Sermon by Rev Sydney Maitland for Sunday 22 December 2024.

View of Bethlehem, Christmas Day 1898 (Source and background story)
• First Reading: Micah 5: 2-5 ()
• Epistle: Hebrews 10: 5-10 ()
• Gospel: Luke 1: 39-55 ()
Have you noticed how much of our public discourse is more about performance and presentation – rather than content or meaning?
Look at any discussion about any major topic – and the first thing to come up is what it looks like and feels like. The presenters, and what they look like. Do their age/sex and racial and social profile contribute to what is said – or do that take away from it?
And then after that, it is again not about content and its coherence, buy who gains and who loses from it? Again the nature of the discussion take second place to the atmospherics.
This is definitely so at election time – but it applies to practically any other matter of discussion as well.
Now look at Micah.
Bethlehem is essentially a suburb of Jerusalem. About five miles to the south. No great market places or fortresses or palaces. Tragically it is now separated from Jerusalem by a big security wall, erected to meet the character of today’s relationships.
But Bethlehem did not have that much going for it. Not like Hebron, the former capital of Judah. But this is the town that is given comfort and encouragement by the Prophet Micah. While not greatly endowed by nature or for its resources, God has chosen it for a great and a lasting heritage.
Bethlehem would remembered when greater towns and fortresses have been reduced to rubble and footnotes in books on archaeology.
It might be a staging post for invading armies over 3000 years, but God knows its name and its importance.
And the promises is of One to come who would rescue His people and rule then justly. A shepherd to the whole flock, and not just a dictator for the 51% who provide political support, thrown up by an electoral system where the winner takes all the loser has to hope for a better fortune next time.
One to whom the wounds and sores of all members of the community are taken personally: the in-crowd and the out-crowd as well. Those who are fashionable and strong, and those who are unprepossessing and who do not know how to express their thoughts and feelings to those in authority.
This brings us very close to Mary and her song of joy when she met her cousin Elizabeth, also with child following a promise from God.
She too looks for One to deliver the people. To raise up the downtrodden and the voiceless, in the face of the wealthy, the strong and the well-connected.
While the natural order of society may favour the most capable and the most accomplished, even the greatest business needs people to buy its products; even the general needs soldiers on the front line; even the statesman needs taxpayers and an overall adherence to the law of the land.

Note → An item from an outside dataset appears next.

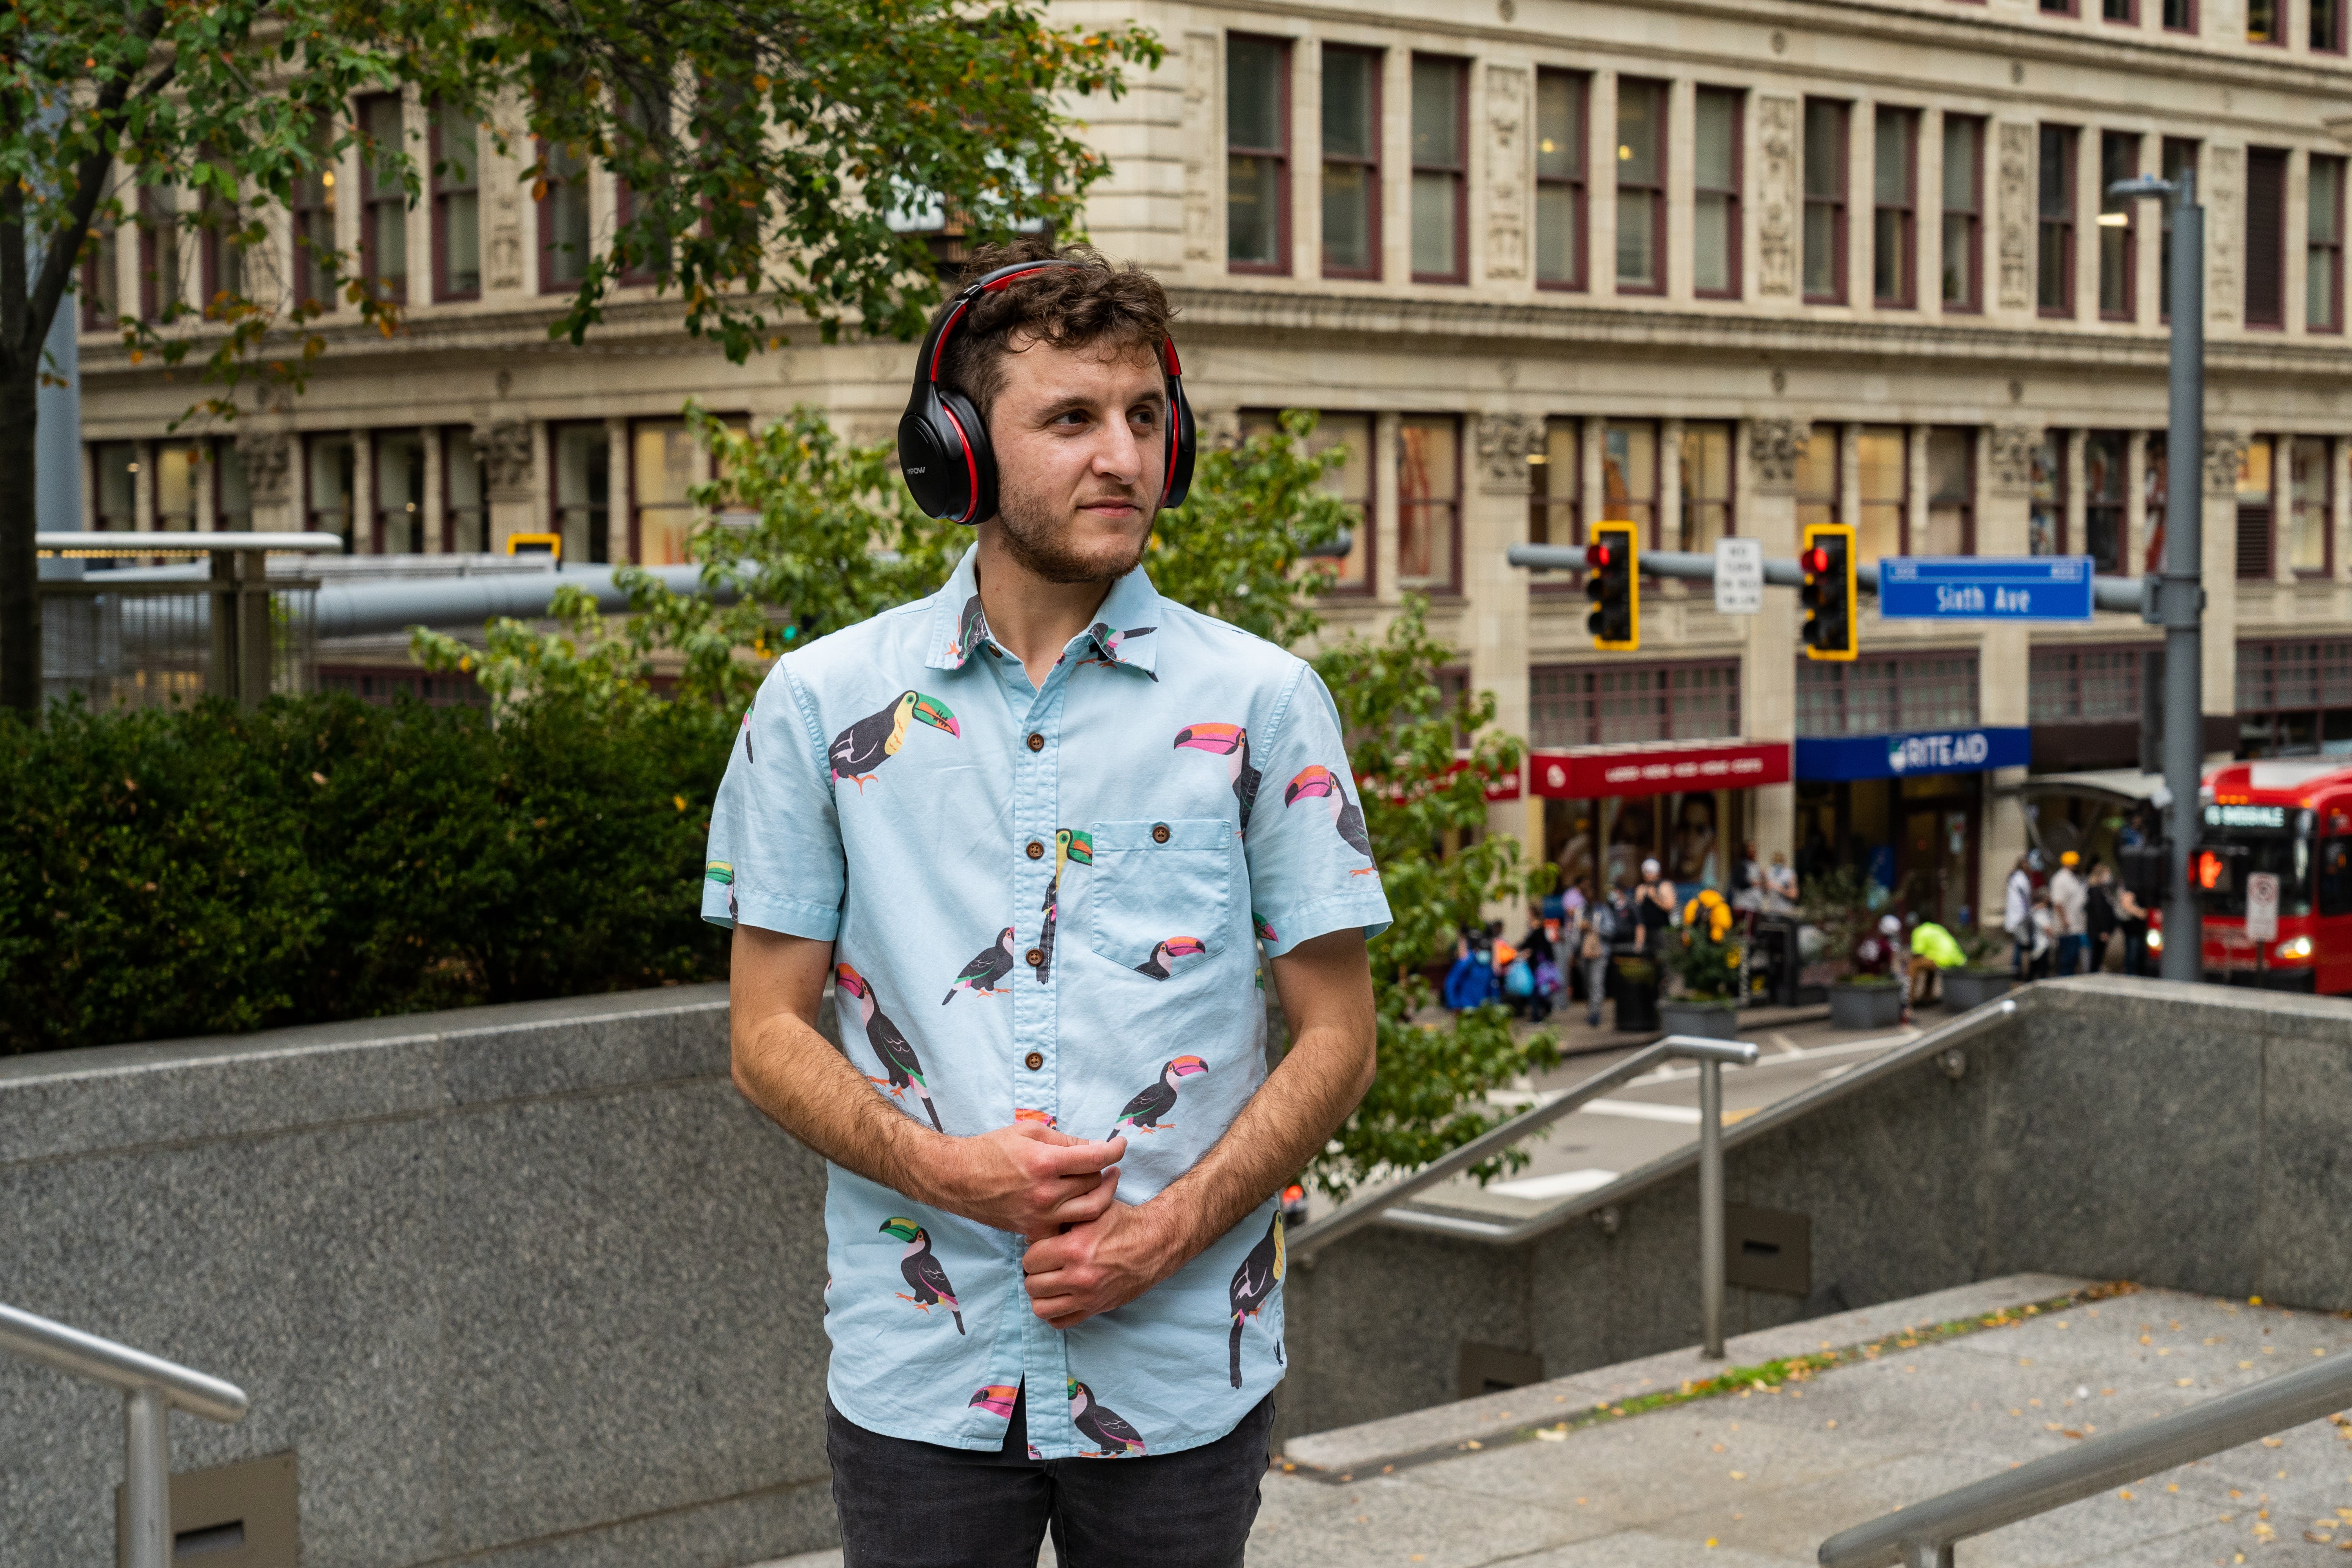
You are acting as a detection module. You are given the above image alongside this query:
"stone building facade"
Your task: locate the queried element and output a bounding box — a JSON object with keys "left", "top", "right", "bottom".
{"left": 75, "top": 0, "right": 2352, "bottom": 929}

So yes, Mary was looking to a new kind of order. And this is still an order – it is not a disorder or an anarchy. Nobody today is seriously proposing a social order without water supplies and sewers; without electrical and data connections.
But the celebration of Mary and the promise of Micah are not vested in a new system of social or economic order.
They are both looking to One anointed by God – a Messiah. One who is directly and personally of God and in God and yet who is also wholly human.
This is one who will rule and who will judge. Make choices, allocate resources, settle disputes, determine borders.
And this is a rule founded on the love and mercy and justice of God. Impartial and yet wholly compassionate.
But the writer to the Hebrews gives it all a further twist. Not a distortion but a development.
Nothing is being invented, but what was already there is being given new voice and expression.
This is the sense of personal vocation.
First of all, it is the Messiah Himself – Jesus Christ. The suffering servant who has defeated death and risen from the tomb.
This is the one whose life, death and teaching reach into the hearts and lives of all who follow Him. A light to penetrate the deepest personal obscurity and murk, a voice that rings clear for the dullest of hearing.
What He said to the Lord, ‘Here I am: I have come do your will’ He has also invited us to say the same thing to Him.
This is a rule and a governing principle operating in the depths of our hears and in the deepest of our motives and ambitions.
It is a principle of life, vibrant in the remotest parts of our souls. It is founded on the sacrifice that Jesus has already made and which needs no repetition. Only that we should remember and honour it from the depths of who and what we are.
So yes, there is a new ordering of society – springing from His utter and total self-giving.
And Mary had good reason to say, ‘Tell out my soul, the glory of the Lord.’